· 7 min read ·

JavaScript Has No Compiler to Defend Against Glassworm, and That's By Design

Source: hackernews

The Glassworm campaign documented by Aikido Security is getting coverage as a supply chain security story, which it is, but the framing tends to treat the JavaScript ecosystem’s exposure as a tooling gap. It is deeper than that. The reason npm packages and Node.js runtimes process invisible Unicode characters without complaint is not that nobody got around to adding a warning. It is that the specification explicitly allows them, the decision was intentional, and reversing it would break things people care about.

Understanding that structural difference is what separates “run a grep check in CI” from understanding why the JavaScript ecosystem is in a qualitatively different position than Rust or even Python when it comes to this class of attack.

What ECMAScript Actually Says About Identifiers

The ECMAScript specification delegates identifier character validation to Unicode Technical Report 31 (UTR #31), which defines which Unicode codepoints are valid in identifier names for programming languages. The relevant ECMAScript grammar rule is IdentifierPartChar, which includes UnicodeIDContinue, defined as any character with the Unicode property ID_Continue. That property covers the full Cyrillic script, Greek, Arabic, Devanagari, fullwidth Latin, and several ranges that include characters visually indistinguishable from their ASCII counterparts at common font sizes.

This is not an oversight. The ECMAScript internationalization design rationale is explicit: code written by developers who think in Korean, Arabic, or Russian should allow identifiers in those scripts. const 설정 = {}; should work, and it does.
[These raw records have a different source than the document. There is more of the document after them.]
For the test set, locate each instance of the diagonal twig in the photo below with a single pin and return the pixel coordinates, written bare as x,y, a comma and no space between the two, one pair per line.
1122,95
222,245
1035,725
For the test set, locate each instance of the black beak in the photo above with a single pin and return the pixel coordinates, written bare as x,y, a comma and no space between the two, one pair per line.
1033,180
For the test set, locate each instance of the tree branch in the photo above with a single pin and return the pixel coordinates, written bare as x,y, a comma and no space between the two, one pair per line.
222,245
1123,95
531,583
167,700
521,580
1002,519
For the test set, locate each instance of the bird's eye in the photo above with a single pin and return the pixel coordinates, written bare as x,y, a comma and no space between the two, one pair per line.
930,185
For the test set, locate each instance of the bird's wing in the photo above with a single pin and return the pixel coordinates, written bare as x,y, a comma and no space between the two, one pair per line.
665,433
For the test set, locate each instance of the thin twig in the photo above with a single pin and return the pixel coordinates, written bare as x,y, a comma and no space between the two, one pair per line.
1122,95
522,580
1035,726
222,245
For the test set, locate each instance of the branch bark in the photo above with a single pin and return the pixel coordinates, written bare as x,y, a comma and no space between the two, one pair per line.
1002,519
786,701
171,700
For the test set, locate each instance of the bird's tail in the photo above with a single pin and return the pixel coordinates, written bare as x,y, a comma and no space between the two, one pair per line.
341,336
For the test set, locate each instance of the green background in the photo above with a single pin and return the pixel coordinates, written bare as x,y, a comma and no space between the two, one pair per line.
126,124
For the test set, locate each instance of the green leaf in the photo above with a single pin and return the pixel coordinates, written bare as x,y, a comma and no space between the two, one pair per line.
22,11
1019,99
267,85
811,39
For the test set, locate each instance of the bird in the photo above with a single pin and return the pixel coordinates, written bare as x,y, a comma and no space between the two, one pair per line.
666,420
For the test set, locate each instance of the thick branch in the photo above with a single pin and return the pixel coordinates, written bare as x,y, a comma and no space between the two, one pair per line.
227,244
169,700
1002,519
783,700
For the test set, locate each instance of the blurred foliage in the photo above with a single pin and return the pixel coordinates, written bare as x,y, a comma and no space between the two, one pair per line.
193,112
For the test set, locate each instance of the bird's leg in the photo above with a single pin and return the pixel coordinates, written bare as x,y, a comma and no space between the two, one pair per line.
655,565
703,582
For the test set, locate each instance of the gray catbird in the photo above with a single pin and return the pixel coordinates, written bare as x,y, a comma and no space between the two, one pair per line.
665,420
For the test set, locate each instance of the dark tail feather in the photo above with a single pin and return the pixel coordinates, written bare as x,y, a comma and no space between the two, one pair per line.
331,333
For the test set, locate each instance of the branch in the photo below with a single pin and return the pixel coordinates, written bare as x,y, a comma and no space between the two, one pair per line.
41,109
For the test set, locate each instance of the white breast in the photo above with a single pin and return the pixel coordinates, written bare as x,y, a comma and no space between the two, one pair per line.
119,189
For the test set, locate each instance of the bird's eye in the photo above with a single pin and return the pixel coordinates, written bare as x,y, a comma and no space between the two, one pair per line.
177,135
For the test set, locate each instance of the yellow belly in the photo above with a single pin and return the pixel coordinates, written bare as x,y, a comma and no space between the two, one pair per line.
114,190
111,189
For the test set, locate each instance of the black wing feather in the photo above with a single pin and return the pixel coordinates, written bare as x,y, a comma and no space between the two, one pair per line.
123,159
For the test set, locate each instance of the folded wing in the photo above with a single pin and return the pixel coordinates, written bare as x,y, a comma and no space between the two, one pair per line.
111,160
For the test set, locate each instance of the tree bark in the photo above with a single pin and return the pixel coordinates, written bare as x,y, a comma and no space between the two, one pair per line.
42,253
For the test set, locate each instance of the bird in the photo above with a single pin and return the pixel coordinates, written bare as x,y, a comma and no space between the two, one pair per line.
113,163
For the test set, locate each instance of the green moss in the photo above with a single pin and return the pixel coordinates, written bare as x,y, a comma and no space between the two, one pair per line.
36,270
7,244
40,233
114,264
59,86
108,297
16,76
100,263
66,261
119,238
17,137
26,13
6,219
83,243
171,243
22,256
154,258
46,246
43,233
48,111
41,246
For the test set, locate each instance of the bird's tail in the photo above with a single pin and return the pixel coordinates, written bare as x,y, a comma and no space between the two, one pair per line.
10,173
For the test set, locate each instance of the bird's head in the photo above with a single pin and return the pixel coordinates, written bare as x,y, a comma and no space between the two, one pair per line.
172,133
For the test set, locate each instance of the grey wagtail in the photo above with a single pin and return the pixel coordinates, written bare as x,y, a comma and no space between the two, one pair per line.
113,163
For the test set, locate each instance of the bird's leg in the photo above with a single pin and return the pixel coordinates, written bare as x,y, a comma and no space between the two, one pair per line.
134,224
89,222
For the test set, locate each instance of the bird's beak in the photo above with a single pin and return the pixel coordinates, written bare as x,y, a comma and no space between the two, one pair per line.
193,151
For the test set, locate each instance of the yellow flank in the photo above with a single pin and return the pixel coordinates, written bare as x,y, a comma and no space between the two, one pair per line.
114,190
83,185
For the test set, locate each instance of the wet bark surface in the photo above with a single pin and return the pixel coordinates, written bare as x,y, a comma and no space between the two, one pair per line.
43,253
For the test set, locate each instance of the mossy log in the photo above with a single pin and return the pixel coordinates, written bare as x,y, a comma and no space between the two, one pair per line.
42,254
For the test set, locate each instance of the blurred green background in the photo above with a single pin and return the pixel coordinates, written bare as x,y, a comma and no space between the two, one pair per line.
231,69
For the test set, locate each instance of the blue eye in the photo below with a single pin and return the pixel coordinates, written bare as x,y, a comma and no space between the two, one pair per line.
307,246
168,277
That goal is legitimate.

The security consequence is that сonfig using Cyrillic с (U+0430) and config using Latin c (U+0061) are two legal, distinct variables in any JavaScript runtime. A reviewer reading one sees the other. The homoglyph attack that CVE-2021-42694 formalized is not a bug in V8; it is a natural consequence of implementing the spec correctly.

Separately, zero-width characters (U+200B ZERO WIDTH SPACE, U+200C ZERO WIDTH NON-JOINER, U+200D ZERO WIDTH JOINER) and the deprecated Unicode Tag block (U+E0000 through U+E007F) have no restricted status in JavaScript string literals. A string "admin" containing U+200B between a and d is valid JavaScript. The runtime evaluates it without warning. Whether the character is a security problem depends entirely on what the string is compared against, and V8 has no opinion on that.

What Rust Did Differently

Rust 1.56.1, released in November 2021 as a direct response to the Trojan Source disclosure (CVE-2021-42574), made bidirectional control characters a compile error in source files outside string literals and a lint warning inside them. The text_direction_codepoint_in_literal lint was stabilized in Rust 1.60. By Rust 1.61, the compiler’s stance on Bidi characters in source was essentially: not in my build.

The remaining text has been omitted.